Git-like version control for AI prompts enabling versioning, semantic diffs, A/B tests, metric tracking, rollback, and remote collaboration.
SKILL.md

---
name: Prompt Version Control
slug: prompt-version-control
description: Git-like version control for AI prompts: track changes, A/B test variants, measure metrics, rollback with confidence.
tags: [prompt-engineering, version-control, ab-testing, llm, dev-tools, git]
version: 1.0.0
license: MIT-0
---

# Prompt Version Control (Prompt 版本控制器)

Git-inspired version control system for AI prompts. Track every edit, run A/B tests, measure quality metrics, and rollback instantly — treat your prompts like code.

## Core Capabilities

- **Version tracking**: Every prompt change auto-commits with semantic versioning (major.minor.patch)
- **A/B testing**: Run v1 vs v2 side-by-side, measure response quality, latency, and token cost
- **Diff engine**: Compare prompt versions with semantic-aware diffs (not just text)
- **Rollback**: Instantly revert to any previous version with full history preservation
- **Remote sync**: Push/pull prompts to GitHub/GitLab for team collaboration
- **Metrics dashboard**: Track improvement/degradation trends across versions
- **Conflict resolution**: Merge divergent prompt branches with structured conflict markers

## Workflow (9 Steps)

### Step 1: Initialize Prompt Repository
**Input**: `prompt init [directory]` — user runs init command in a project or empty directory.
**Output**: Creates `.prompt/` directory structure:
```
.prompt/
  config.yaml      # repo settings, LLM provider config, test dataset path
  prompts/         # individual prompt files
  history/         # version history (git-compatible)
  metrics/         # A/B test results
  branches/        # branch references
```
**Logic**: Auto-detect if already inside a git repo; if so, integrate `.prompt/` as a subdirectory. Generate initial `config.yaml` with sensible defaults. Prompt user for LLM API key if not in environment.

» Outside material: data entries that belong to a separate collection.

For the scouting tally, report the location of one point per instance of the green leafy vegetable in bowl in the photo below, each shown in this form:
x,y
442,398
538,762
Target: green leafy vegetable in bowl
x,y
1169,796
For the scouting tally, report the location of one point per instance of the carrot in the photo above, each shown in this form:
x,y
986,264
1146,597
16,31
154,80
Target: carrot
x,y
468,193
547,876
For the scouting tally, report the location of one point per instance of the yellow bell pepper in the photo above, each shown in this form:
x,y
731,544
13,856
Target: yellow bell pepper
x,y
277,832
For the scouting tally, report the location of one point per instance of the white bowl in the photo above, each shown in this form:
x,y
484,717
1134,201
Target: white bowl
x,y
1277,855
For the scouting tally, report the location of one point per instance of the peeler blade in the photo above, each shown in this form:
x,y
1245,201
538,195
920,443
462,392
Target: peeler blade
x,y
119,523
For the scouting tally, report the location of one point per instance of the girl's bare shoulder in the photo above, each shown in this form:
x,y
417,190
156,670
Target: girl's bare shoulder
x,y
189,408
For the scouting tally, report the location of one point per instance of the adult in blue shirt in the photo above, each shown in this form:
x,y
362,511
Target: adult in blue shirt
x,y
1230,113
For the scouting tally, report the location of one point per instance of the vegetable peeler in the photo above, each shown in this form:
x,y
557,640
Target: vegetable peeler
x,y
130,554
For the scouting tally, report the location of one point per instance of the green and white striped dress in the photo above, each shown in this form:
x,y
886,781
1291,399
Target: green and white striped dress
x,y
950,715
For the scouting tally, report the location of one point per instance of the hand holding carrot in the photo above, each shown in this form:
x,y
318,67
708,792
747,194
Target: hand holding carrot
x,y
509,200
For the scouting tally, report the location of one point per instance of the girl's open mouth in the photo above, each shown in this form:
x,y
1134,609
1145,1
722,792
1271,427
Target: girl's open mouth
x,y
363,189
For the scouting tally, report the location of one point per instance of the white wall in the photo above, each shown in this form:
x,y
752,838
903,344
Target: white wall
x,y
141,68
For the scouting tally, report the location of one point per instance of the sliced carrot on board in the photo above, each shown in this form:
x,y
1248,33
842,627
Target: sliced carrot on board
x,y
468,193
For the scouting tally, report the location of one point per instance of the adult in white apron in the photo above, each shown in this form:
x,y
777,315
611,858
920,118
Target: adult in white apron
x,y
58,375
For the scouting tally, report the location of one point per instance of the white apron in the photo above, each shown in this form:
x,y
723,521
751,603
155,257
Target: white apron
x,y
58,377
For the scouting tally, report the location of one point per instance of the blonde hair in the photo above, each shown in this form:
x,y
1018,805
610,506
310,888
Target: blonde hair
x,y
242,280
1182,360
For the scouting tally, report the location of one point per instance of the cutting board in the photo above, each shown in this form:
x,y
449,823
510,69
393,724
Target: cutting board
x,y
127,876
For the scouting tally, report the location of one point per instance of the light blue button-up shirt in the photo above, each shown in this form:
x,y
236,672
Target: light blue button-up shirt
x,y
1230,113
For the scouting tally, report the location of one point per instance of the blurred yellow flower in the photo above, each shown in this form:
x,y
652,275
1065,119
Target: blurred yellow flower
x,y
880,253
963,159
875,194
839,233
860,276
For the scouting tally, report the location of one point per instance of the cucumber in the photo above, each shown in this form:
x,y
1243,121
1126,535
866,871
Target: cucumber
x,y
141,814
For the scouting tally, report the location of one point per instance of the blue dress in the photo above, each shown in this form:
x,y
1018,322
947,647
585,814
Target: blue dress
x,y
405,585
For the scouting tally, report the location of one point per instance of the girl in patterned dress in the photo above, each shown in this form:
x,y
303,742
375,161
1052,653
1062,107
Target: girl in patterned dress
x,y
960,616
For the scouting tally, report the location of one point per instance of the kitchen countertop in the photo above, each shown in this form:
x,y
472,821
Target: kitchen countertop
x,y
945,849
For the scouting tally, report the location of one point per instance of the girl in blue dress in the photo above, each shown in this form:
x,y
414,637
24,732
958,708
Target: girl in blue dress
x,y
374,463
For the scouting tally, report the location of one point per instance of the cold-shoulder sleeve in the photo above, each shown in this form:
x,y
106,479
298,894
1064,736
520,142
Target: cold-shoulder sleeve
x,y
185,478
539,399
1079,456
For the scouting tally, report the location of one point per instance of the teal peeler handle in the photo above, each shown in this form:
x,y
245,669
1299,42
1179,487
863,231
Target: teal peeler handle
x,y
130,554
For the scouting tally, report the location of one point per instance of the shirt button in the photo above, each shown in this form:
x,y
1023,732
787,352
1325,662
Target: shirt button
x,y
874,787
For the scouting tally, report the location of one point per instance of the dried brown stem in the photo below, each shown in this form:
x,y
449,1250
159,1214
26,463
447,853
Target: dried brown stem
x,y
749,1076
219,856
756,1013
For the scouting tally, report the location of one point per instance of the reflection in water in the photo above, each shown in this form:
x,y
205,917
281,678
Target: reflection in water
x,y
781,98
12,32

### Step 2: Register a New Prompt
**Input**: `prompt add <name> [--template <type>] [--description "..."]`
**Output**: Creates `prompts/<name>.yaml` with metadata and initial version v0.1.0.

```yaml
name: customer-support-classifier
version: 0.1.0
description: Classify customer inquiries into 5 categories
model: gpt-4
temperature: 0.3
system: |
  You are a customer support classifier...
user_template: |
  {{query}}
variables:
  - name: query
    type: string
    required: true
test_cases:
  - input: "Where is my order #12345?"
    expected_category: "order_status"
metrics:
  quality_score: null
  avg_latency_ms: null
  avg_tokens: null
```

**Logic**: Templates include `chat`, `classifier`, `generator`, `extractor`, `custom`. Auto-extract variables from `{{...}}` patterns.

### Step 3: Edit and Auto-Version
**Input**: User edits `prompts/<name>.yaml` directly or via `prompt edit <name>`.
**Output**: On save, auto-increments version:
- **Patch bump** (0.1.0 → 0.1.1): wording changes, examples, minor parameter tweaks
- **Minor bump** (0.1.0 → 0.2.0): new variables, restructured prompt, changed model
- **Major bump** (0.1.0 → 1.0.0): fundamentally different approach, breaking output format change

**Logic**: LLM-assisted semantic diff determines bump magnitude. User can override: `prompt edit <name> --bump major`.

### Step 4: Run A/B Test
**Input**: `prompt test <name>` — runs the current version against the previous version.
**Action**:
1. Load test cases from `test_cases` in the prompt YAML
2. Send each test case to both prompt versions
3. Collect responses and compute metrics

**Output**: A/B comparison table.

| Test Case | Metric | v0.1.2 | v0.1.3 | Δ |
|-----------|--------|--------|--------|---|
| order_status | Quality (1-10) | 8.2 | 9.1 | +0.9 ⬆ |
| order_status | Latency (ms) | 1240 | 1180 | -60 ⬇ |
| order_status | Tokens | 340 | 312 | -28 ⬇ |
| refund_request | Quality | 7.5 | 7.3 | -0.2 ⬇ |
| ... | ... | ... | ... | ... |
| **Overall Quality** | | **7.9** | **8.0** | **+0.1** |

**Logic**: Quality scoring uses LLM-as-judge with predefined rubrics. Statistical significance check (p < 0.05) when ≥20 test cases. Flag degradation in red.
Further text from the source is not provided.